People with PTSD may also have other problems. These include: Feelings of hopelessness, shame, or despair, depression, anxiety, drinking or drug problems, physical symptoms or chronic pain, employment problems, relationship problems, including divorce and loss of parental rights, and ultimately in too many cases, suicide.
PTSD symptoms usually start soon after the traumatic event, but they may not appear until months or years later. They also may come and go over many years. If the symptoms last longer than four weeks, cause you great distress, or interfere with your work or home life, you might have PTSD.
There are two main types of treatment, psychotherapy (sometimes called counseling or talk therapy) and medication. They are sometimes combined.
Psychotherapy for PTSD -
Psychotherapy, involves meeting with a therapist. There are different types of psychotherapy:
Cognitive behavioral therapy (CBT) is the most effective treatment for PTSD.
There are different types of CBT. One type is Cognitive Processing Therapy (CPT) the other is Prolonged Exposure (PE)
There are only 2 recognized drug options available.
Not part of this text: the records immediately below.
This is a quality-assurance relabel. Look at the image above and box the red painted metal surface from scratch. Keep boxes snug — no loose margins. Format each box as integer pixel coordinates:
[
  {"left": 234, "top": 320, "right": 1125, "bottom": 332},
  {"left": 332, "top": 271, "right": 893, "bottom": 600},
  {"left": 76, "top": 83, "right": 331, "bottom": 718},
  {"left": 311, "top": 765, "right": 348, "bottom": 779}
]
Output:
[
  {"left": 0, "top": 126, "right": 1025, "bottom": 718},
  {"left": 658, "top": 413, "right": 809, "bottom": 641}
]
Paxil, Paxil CR, Pexeva: Paroxetine is an oral drug that is used for treating depression. (SSRI) Paxil - is an oral drug that is used for treating depression. It is in a class of drugs called selective serotonin reuptake inhibitors (SSRIs), a class that also contains (fluoxetine) Prozac, and (citalopram) Celexa.
Zoloft (sertraline) is an antidepressant in a group of drugs called selective serotonin reuptake inhibitors (SSRIs). Zoloft is used to treat depression, obsessive-compulsive disorder, panic disorder, anxiety disorders, post-traumatic stress disorder (PTSD), and premenstrual dysphoric disorder (PMDD).
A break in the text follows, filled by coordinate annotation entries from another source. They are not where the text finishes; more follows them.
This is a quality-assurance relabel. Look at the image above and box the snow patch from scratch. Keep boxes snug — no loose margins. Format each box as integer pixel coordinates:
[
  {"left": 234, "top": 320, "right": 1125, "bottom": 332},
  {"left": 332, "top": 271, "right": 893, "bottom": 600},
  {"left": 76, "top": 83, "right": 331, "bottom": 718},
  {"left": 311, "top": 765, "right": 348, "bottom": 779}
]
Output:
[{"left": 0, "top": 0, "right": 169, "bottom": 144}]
Thought to be effective at relieving depression and anxiety symptoms because we have been told that they lower relapse rates of depression and anxiety disorders, including OCD, panic disorder, social anxiety disorder, and generalized anxiety disorder. It causes drowsiness, so it's good for people who have trouble sleeping. Can cause weight gain, which can be helpful if you've recently lost weight or have a low appetite.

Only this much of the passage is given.